Michael's post reminded me that Opus does tie in to Google Desktop Search if it is installed. There will be an extra Google Desktop tab in the Find panel (Tools -> Find Panel) in that case. I don't have it installed to check but maybe that can search in PDFs.
Microsoft DTS should search within PDF files. So that may solve your problem.
Anyone who wants to compare the various DTS options might like to consult this page:
tayeb.fr/informatique/search/ind ... _test3.xls
It is a spreadsheet that lists the features of different packages.
It isn't as up to date as it might be for some versions, but it is a good quick guide.
It does not go into the integration with other stuff.
What I want is to search certain text inside bunch of PDF files so that I can locate which file contain the text. For example search paper title in my bibliography directory.
Actually I know there are some PDF filter can achieve this, like Adobe PDF IFilter (foxitsoftware.com/pdf/ifilter/). But both needs native Windows search panel. I tried to install these softwares and then use DO to search, but seems DO does not utilize the additional filters. So I wonder if there is a way to fix this.
The built-in search feature in DO can do this. It will search pdf files for the text they contain and show the results. It does not use an index.
This is probably the slowest way of finding stuff. DTS is much quicker, because it does index.
The only software I know that indexes without holding position information is PaperPort, which can scan files as PDF and index them for words they contain without location information. But that is only a minor feature of PaperPort that many people ignore in favour of something more powerful.

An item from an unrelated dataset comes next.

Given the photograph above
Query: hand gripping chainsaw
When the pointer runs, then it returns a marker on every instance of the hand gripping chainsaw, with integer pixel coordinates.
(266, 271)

If you really don't want to see where words appear within pdf files, your quest is to find indexing software that does not hold position details. (That would certainly be faster than an "on the fly" search.) I guess that was your first question.
When you find software that can do that, you can investigate getting it to work in DO.
Personally, I would try one of the more powerful DTS tools. After all, Microsoft offers it free, it is hard to avoid it in Vista, and DO already works with it.
Proper DTS is a seriously fast way of finding things. X1 has indexed 93,458 PDF files on my PC. It took 10 seconds to find four files containing the word GPSoftware. (Tells me that I have somehow buried three copies of the manual in different directories.) That is slower than some searches.
The last time I tried an unindexed search with DO, earlier today, it took minutes to trawl through the same files. Even a "standalone" search utility, FindOnClick, wasn't much quicker.
Just launched an Opus search on "GPSoftware", eight minutes so far, found two files, still running.
I may be mistaken but I don't think Opus's Find tool knows how to search PDF file contents. (It doesn't currently use IFilter plug-ins either.)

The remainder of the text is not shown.